Despite a Republican landslide in the 1991 elections fueled by voter anger at a $2.8 billion tax increase, Laskin was the sole incumbent Republican legislator defeated, although both of his Assembly running mates were re-elected. He faced a late blitz of television advertising in the Philadelphia media market attacking him and supporting his opponent, Cherry Hill councilman John Adler. The Adler campaign and the Democratic Party spent a record amount on the election, airing ads during a Philadelphia Eagles game on Monday Night Football and Game 7 of the 1991 World Series. Funded partly by a $250,000 person loan from George Norcross III, the Democratic campaign deliberately began late to catch Laskin off guard and viciously attacked his record, such as a mailer which referenced Laskin's vote against an assault weapons ban with a chalk outline reading, "You could be next."

Adler criticized Laskin directly for receiving "sweetheart patronage contracts" as a municipal attorney, calling the senator "parasitic and self-serving, the ultimate political hack." Laskin described Adler as "an absolute lunatic." Adler also charged that Laskin had used his office to distribute campaign advertising and cited Laskin's poor attendance record, which Adler claimed was related to his legal work.

== Judicial career ==
After his 1991 defeat, Laskin was widely expected to receive a judicial appointment as a compromise between Jim Florio and the new Republican senate majority. However, following allegations that the Republicans were blocking other Camden County nominees to force his nomination, Laskin had a heart attack in May 1993 and withdrew from consideration.

In July 1994, Republican governor Christine Todd Whitman nominated Laskin to a seven-year term on the New Jersey Superior Court, citing "his qualifications, his background... and things like temperament and demeanor." John Adler supported his nomination.

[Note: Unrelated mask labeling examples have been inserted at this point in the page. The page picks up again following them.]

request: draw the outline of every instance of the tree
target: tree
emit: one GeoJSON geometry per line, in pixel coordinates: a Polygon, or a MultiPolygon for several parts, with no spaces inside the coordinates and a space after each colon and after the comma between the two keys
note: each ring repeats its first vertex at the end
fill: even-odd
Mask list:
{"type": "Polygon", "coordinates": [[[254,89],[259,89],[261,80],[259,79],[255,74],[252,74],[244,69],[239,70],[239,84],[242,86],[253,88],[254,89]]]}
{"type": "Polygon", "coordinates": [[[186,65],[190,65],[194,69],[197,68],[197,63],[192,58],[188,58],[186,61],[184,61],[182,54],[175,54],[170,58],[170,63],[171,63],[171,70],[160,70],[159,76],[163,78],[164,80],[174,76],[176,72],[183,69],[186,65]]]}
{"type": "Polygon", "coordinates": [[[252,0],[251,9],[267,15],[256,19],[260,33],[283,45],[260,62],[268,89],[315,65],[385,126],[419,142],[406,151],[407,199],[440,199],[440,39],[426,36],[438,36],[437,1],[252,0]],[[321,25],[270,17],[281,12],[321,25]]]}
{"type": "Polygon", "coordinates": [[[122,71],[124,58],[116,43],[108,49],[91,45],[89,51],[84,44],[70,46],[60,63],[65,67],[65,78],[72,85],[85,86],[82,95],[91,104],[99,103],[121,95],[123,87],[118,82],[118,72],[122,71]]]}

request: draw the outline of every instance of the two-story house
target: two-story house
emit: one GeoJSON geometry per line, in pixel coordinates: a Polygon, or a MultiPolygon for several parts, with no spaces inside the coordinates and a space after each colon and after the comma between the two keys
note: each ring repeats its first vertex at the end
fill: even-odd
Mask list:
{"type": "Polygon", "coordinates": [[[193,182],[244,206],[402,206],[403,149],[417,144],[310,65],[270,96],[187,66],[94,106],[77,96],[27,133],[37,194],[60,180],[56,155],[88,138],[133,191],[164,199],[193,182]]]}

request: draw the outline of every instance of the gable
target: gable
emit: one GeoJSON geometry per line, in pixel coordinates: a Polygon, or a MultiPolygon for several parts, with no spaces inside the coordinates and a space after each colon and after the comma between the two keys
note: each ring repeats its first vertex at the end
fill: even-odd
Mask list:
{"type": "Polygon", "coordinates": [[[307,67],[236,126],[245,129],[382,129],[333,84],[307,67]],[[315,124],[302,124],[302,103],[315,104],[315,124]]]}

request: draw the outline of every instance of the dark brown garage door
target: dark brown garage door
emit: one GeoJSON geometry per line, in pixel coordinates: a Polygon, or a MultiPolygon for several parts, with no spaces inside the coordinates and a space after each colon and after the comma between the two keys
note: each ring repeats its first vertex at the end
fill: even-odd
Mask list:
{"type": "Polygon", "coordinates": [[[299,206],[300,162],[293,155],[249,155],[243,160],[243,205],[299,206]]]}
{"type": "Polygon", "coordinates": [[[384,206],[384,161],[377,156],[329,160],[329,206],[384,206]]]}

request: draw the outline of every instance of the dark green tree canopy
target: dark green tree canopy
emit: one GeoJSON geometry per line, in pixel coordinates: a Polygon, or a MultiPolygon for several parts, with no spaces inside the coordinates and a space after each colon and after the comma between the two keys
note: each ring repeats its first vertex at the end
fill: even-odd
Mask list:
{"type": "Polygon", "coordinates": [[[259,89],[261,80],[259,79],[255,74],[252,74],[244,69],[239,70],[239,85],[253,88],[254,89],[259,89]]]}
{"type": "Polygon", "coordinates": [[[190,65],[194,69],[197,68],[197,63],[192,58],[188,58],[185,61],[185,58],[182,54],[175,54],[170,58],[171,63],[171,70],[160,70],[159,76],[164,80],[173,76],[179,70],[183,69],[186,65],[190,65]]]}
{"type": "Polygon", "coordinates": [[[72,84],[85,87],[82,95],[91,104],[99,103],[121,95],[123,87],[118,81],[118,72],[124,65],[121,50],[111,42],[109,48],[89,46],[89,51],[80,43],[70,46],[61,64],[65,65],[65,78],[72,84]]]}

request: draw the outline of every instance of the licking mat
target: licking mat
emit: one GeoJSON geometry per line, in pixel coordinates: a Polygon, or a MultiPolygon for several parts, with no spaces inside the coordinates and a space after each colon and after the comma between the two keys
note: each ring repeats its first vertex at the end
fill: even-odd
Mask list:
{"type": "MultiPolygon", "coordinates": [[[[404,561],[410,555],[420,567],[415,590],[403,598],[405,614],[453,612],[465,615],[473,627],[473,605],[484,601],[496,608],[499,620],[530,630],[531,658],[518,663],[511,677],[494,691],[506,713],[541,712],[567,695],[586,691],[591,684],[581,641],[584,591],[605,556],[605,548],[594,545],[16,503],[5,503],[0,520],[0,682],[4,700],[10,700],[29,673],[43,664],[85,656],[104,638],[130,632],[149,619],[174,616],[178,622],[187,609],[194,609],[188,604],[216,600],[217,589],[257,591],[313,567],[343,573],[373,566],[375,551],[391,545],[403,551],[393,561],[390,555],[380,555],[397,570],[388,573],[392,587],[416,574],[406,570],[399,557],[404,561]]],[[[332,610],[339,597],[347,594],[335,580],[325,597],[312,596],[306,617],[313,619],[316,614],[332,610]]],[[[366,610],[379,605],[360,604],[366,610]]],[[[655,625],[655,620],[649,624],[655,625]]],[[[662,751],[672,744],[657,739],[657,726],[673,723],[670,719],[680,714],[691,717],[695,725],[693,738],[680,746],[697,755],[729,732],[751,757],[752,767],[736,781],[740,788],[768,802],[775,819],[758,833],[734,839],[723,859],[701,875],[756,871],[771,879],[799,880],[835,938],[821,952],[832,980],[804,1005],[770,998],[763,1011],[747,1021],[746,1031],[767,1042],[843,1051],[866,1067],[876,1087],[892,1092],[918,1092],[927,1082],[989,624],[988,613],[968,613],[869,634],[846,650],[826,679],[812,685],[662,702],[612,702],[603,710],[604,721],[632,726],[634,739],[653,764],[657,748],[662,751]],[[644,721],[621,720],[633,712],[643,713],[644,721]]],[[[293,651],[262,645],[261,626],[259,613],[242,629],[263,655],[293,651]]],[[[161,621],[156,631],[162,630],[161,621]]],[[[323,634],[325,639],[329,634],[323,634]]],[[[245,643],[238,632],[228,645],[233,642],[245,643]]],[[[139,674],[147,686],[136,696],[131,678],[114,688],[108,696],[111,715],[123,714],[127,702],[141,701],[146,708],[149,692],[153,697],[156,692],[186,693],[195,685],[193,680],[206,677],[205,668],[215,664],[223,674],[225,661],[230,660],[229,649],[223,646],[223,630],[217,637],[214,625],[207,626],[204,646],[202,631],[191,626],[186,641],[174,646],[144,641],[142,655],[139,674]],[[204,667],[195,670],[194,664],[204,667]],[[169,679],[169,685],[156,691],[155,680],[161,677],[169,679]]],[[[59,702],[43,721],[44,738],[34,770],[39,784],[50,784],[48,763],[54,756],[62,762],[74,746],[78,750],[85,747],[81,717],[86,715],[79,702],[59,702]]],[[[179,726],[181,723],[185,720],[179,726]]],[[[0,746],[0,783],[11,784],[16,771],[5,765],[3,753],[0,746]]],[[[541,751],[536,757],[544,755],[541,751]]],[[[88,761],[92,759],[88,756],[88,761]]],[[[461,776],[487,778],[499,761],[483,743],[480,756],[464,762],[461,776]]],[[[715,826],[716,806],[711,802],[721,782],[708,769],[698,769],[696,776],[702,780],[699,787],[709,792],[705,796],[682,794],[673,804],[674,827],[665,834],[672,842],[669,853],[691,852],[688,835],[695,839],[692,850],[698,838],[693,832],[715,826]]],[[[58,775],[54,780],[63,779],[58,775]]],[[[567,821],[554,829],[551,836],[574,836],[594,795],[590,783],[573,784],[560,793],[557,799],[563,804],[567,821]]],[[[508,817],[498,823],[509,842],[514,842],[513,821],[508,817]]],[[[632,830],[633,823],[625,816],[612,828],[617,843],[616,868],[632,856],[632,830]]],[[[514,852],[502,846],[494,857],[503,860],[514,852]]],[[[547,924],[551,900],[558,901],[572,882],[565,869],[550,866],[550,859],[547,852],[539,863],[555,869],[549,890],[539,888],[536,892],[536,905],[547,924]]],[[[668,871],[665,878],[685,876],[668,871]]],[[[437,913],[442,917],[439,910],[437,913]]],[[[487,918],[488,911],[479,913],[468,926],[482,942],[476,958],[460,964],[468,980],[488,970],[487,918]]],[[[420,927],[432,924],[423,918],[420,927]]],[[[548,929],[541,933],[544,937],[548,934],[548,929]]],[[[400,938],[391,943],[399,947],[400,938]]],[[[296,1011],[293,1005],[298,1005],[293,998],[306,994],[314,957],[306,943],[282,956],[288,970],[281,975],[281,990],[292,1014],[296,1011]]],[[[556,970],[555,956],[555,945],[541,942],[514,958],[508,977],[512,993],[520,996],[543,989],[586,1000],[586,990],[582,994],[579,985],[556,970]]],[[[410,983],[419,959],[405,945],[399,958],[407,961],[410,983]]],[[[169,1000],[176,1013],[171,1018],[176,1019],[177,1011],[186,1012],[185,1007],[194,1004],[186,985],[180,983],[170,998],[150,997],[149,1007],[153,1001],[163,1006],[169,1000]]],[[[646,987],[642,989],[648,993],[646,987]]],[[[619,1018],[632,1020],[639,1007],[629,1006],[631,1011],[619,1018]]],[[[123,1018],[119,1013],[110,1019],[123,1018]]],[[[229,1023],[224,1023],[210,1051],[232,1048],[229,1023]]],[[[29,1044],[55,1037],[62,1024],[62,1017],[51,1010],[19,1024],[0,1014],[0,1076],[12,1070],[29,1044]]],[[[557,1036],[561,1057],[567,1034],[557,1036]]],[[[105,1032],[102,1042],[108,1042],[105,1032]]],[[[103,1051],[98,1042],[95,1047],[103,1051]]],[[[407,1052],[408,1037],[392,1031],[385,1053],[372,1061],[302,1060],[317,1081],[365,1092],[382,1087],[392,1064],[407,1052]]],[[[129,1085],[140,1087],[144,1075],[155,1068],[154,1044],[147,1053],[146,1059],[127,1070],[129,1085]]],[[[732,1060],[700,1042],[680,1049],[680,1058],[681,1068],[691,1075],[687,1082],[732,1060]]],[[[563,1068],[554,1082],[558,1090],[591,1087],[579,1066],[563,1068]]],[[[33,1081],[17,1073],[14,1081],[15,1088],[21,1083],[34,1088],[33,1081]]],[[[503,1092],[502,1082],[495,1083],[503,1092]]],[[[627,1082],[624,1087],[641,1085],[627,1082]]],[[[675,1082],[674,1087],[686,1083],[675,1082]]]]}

In September 1998, Laskin ruled that a set of seven embryos created by a couple while they were married should be destroyed after their divorce. The ex-husband had wanted the embryos retained so that they might possibly be implanted or donated, while the ex-wife petitioned for their destruction.

While retiring from the Superior Court in June 2006, Laskin was recalled multiple times to serve as a senior judge. He had been recalled every two years, with the final one beginning in 2014 and ending in 2016.

==Personal life and death==
He and his wife Andrea had a daughter, Shari, and three grandchildren, Samantha, Molly and Matthew Tarnopol. They had a son who died at age three.

He lived in the Marlton section of Evesham Township, New Jersey and died at his home there from complications related to COVID-19 on April 18, 2024.